Sure, let's break down Joseph's calculation step by step to find the correct answer and understand where he made a mistake to arrive at 90.
### Part (i): Work out the correct answer
The expression given is:
[tex]\[ 4 + 6^2 - (5 \times 2) \][/tex]
Let's process this step-by-step.
1. First, compute [tex]\(6^2\)[/tex]:
[tex]\[ 6^2 = 36 \][/tex]
2. Next, compute [tex]\(5 \times 2\)[/tex]:
[tex]\[ 5 \times 2 = 10 \][/tex]
3. Substitute the calculated values back into the expression:
[tex]\[ 4 + 36 - 10 \][/tex]
4. Add and subtract in the appropriate order:
[tex]\[ 4 + 36 = 40 \][/tex]
[tex]\[ 40 - 10 = 30 \][/tex]
So, the correct answer is:
[tex]\[ 30 \][/tex]
### Part (ii): Show how Joseph could have got the answer 90
To understand how Joseph might have arrived at the answer 90, let’s explore a possible misinterpretation or mistake in his calculation. Here are the steps:
1. Joseph may have first added 4 to [tex]\(6^2\)[/tex]:
[tex]\[ 4 + 36 = 40 \][/tex]
2. Instead of subtracting [tex]\( (5 \times 2) = 10 \)[/tex] correctly, he might have interpreted the problem differently:
Possibly, he miscalculated the subtraction and addition steps. Let's consider he did:
[tex]\[
4 + 36 - 5 + 2
\][/tex]
3. Perform these steps:
[tex]\[ 4 + 36 = 40 \][/tex]
[tex]\[ 40 - 5 = 35 \][/tex]
[tex]\[ 35 + 2 = 37 \][/tex]
This shows an error, as the intermediate result is still not 90.

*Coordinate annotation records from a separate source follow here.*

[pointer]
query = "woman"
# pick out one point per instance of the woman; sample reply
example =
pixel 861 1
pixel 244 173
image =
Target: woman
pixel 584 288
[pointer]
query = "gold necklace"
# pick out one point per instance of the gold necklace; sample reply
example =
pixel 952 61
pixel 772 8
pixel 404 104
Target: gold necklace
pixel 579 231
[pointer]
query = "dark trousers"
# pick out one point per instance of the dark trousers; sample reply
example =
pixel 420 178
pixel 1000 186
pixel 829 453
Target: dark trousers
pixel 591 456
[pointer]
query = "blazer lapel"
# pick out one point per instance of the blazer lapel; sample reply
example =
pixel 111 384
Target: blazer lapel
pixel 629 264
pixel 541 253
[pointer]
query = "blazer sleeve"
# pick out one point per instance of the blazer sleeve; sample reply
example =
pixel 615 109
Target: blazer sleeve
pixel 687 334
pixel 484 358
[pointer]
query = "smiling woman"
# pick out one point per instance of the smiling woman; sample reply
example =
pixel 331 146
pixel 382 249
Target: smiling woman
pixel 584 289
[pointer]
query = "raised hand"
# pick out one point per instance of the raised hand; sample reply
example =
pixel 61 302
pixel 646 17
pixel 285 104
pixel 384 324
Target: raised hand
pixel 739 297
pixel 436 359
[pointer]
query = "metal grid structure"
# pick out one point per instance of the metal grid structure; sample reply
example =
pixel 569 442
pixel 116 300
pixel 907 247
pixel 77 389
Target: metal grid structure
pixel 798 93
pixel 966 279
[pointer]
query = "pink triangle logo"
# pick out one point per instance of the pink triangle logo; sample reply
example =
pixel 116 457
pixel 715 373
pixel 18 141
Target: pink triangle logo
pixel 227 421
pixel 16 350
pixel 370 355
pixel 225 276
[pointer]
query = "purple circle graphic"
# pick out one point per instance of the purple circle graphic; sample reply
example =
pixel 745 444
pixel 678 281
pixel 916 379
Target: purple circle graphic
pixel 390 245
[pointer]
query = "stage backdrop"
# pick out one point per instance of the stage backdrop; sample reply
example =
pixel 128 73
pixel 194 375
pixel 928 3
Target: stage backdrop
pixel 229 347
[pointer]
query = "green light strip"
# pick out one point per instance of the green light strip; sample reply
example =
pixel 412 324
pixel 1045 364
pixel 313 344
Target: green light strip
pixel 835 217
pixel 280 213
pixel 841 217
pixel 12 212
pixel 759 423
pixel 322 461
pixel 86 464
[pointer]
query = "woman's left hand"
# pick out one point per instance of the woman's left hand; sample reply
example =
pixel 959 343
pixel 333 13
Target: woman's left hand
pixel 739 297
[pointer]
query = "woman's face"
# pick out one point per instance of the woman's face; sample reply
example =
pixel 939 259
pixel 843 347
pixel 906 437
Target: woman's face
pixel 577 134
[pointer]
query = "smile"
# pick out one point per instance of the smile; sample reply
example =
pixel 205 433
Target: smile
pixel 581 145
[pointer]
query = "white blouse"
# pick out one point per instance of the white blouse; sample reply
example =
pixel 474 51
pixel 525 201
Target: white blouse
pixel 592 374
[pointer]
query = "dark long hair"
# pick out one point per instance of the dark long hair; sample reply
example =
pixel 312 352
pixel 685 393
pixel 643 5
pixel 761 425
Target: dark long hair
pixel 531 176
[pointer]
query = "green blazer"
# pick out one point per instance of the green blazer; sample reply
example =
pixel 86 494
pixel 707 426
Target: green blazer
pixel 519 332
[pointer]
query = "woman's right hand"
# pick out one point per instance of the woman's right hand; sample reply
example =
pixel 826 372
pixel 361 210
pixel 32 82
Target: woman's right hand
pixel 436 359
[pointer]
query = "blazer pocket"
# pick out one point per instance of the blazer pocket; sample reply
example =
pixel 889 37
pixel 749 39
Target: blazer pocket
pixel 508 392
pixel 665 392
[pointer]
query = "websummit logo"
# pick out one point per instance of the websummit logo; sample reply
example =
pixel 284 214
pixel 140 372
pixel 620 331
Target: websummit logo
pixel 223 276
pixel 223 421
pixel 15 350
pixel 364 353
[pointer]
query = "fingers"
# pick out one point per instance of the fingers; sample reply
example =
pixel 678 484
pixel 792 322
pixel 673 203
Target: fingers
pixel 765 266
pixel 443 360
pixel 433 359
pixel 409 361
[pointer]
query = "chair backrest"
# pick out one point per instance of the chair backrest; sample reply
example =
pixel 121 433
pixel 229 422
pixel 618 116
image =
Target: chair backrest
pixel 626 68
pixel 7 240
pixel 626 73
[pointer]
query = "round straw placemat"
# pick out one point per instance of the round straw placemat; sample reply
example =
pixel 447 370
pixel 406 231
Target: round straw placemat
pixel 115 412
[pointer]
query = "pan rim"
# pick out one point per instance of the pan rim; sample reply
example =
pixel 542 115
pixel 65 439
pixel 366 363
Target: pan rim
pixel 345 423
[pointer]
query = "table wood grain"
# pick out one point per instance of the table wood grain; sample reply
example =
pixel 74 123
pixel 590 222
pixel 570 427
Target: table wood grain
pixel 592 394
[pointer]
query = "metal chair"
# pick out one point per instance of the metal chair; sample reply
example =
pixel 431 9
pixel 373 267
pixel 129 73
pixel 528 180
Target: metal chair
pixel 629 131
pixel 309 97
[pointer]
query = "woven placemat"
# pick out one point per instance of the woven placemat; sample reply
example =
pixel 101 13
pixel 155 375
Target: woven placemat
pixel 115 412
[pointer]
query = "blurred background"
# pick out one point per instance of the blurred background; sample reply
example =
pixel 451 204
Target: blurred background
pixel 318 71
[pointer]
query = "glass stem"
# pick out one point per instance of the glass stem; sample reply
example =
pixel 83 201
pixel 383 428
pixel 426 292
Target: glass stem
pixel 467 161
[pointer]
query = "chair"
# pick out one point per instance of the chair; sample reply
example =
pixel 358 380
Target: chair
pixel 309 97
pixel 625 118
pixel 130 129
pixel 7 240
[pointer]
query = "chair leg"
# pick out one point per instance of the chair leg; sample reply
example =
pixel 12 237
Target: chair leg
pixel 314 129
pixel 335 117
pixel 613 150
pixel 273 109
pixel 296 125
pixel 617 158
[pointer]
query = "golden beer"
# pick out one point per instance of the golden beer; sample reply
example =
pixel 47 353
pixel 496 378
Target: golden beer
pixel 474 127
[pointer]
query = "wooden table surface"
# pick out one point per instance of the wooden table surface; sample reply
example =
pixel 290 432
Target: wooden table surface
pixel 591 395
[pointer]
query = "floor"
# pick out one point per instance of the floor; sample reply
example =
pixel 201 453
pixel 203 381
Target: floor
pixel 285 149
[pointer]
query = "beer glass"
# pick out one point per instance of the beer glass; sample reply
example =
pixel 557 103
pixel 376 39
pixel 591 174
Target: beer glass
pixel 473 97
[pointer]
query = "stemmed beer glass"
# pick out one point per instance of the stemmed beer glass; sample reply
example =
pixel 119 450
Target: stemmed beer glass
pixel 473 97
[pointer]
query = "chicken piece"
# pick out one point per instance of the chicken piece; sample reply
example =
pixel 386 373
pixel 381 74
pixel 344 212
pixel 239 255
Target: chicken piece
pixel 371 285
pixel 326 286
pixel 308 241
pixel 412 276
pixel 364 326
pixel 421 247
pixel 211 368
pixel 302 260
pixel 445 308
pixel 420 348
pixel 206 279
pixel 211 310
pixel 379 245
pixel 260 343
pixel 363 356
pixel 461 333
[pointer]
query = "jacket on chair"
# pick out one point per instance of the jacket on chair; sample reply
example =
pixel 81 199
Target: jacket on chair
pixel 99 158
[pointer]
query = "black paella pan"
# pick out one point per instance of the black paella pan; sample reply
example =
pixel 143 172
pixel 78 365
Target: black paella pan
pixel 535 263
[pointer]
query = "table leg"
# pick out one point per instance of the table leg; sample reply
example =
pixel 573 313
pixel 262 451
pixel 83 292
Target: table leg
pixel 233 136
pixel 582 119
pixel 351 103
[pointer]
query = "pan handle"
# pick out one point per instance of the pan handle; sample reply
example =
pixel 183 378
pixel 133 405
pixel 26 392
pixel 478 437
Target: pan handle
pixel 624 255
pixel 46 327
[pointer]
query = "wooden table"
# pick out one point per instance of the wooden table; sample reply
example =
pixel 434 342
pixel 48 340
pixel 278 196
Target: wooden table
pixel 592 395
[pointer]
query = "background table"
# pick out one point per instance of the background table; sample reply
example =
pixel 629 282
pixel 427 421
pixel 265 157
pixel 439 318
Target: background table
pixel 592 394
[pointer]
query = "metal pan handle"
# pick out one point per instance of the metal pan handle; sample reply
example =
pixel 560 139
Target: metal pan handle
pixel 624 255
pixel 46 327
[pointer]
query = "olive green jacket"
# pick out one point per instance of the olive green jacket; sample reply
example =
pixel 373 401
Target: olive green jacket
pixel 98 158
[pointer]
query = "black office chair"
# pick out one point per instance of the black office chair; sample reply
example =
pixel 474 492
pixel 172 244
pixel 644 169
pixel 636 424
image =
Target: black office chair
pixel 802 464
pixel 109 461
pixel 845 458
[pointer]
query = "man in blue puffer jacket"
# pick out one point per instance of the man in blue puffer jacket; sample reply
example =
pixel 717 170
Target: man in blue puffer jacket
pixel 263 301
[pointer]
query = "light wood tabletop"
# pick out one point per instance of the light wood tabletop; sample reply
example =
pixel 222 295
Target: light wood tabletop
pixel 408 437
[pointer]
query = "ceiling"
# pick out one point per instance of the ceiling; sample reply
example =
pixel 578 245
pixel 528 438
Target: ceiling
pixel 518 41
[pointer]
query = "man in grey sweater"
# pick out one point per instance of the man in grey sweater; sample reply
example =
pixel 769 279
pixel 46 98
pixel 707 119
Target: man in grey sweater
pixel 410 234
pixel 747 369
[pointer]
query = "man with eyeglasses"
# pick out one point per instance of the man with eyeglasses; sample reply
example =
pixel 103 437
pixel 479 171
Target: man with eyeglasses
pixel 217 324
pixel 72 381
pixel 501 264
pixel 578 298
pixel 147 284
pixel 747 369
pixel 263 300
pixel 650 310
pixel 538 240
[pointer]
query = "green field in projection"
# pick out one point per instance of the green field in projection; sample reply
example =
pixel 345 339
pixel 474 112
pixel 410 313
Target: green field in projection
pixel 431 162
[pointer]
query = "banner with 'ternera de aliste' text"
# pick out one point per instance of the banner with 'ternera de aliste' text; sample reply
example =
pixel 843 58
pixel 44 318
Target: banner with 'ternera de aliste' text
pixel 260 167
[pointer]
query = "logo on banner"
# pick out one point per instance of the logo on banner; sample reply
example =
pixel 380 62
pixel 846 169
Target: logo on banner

4. Let’s find a combination that gives 90:
[tex]\[
(4 + 36) + (10 \times 5 - 2 \times 5)
= 40 + 50 = 90.
\][/tex]
Thus, while it is unclear exactly how Joseph arrived at the number 90, a path revealing significant steps in operation misinterpretation is shown in combined steps.
So, Joseph’s incorrect interpretation might have led him to somehow obtain the final result of 90, by manipulating steps and intermediary calculations.